Step 3: Fit Equation 8 on all distillation runs, optimizing {c₀, c₁, d₁, f₁, α', β', A', B'} with positivity constraints.

python
# Fitting the distillation scaling law (sketch)
from scipy.optimize import minimize

def objective(params, data):
    """Sum of squared log-errors across all runs."""
    c0, c1, d1, f1, ap, gp, Ap, Bp = params
    total_err = 0
    for Ns, Ds, LT, LS_actual in data:
        LS_pred = distillation_loss(Ns, Ds, LT, c0, c1, d1, f1, ap, gp, Ap, Bp)
        total_err += (np.log(LS_pred) - np.log(LS_actual))**2
    return total_err

bounds = [(0.01, 5)] * 8  # All coefficients positive
result = minimize(objective, x0=initial_guess, args=(data,),
                  method='SLSQP', bounds=bounds)

The key validation: extrapolation

The most impressive test of any scaling law is extrapolation — predicting behavior you haven't seen. The authors fit the law on teachers up to 4.82B and students with L_S > 2.3, then predict the behavior of 7.75B teachers and students with L_S ≤ 2.3. The predictions are accurate to within 1% — the gray region in Figure 5b that was not used for fitting is predicted almost perfectly.

The paper uses μP (maximal update parameterization) for training.

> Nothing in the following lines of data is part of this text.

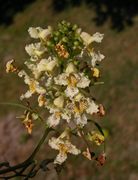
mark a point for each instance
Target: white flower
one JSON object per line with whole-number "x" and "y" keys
{"x": 71, "y": 68}
{"x": 10, "y": 66}
{"x": 39, "y": 32}
{"x": 46, "y": 65}
{"x": 97, "y": 37}
{"x": 34, "y": 86}
{"x": 73, "y": 82}
{"x": 92, "y": 107}
{"x": 59, "y": 102}
{"x": 81, "y": 119}
{"x": 54, "y": 119}
{"x": 64, "y": 146}
{"x": 96, "y": 57}
{"x": 71, "y": 91}
{"x": 87, "y": 38}
{"x": 35, "y": 50}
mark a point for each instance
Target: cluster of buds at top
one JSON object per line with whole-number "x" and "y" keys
{"x": 62, "y": 69}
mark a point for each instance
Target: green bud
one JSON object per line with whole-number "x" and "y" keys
{"x": 49, "y": 43}
{"x": 65, "y": 39}
{"x": 74, "y": 27}
{"x": 56, "y": 39}
{"x": 57, "y": 33}
{"x": 76, "y": 43}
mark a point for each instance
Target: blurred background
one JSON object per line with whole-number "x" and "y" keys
{"x": 118, "y": 20}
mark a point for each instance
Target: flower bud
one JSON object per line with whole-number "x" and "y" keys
{"x": 50, "y": 66}
{"x": 59, "y": 102}
{"x": 71, "y": 68}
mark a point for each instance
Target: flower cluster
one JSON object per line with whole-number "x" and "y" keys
{"x": 61, "y": 69}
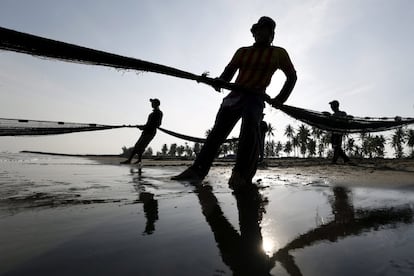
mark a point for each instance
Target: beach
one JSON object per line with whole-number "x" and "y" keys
{"x": 89, "y": 215}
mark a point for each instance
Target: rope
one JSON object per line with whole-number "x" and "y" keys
{"x": 23, "y": 127}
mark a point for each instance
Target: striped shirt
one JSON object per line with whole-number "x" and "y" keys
{"x": 257, "y": 65}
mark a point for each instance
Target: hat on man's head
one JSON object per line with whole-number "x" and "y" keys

Why is this important for a scaling law study?

μP enables hyperparameter transfer across model sizes — the same learning rate works for all scales. Without it, each model size needs a separate hyperparameter sweep, introducing confounding variables that would contaminate the scaling law fit. μP makes models train faster so they could run more experiments μP is required for distillation to work

Chapter 6: When to Distill

This is the most practically useful chapter. Given a compute budget, should you distill from a teacher or just train the student from scratch? The answer depends on exactly three things.

Scenario 1: Best case (teacher already exists)

You already have a trained teacher. Distillation is "free" — you only pay for the student's training. In this case, distillation almost always wins, because the teacher provides a richer signal than one-hot labels at zero additional cost.

But even here, the advantage eventually vanishes. At sufficient compute, supervised learning catches up:

Core finding #1: Supervised learning always matches optimal distillation at sufficient compute budget, with the crossover point shifting to larger budgets as student size increases. Smaller models benefit more from distillation. Larger models can learn the same patterns from data alone — they have enough capacity to extract the information that the teacher would have provided.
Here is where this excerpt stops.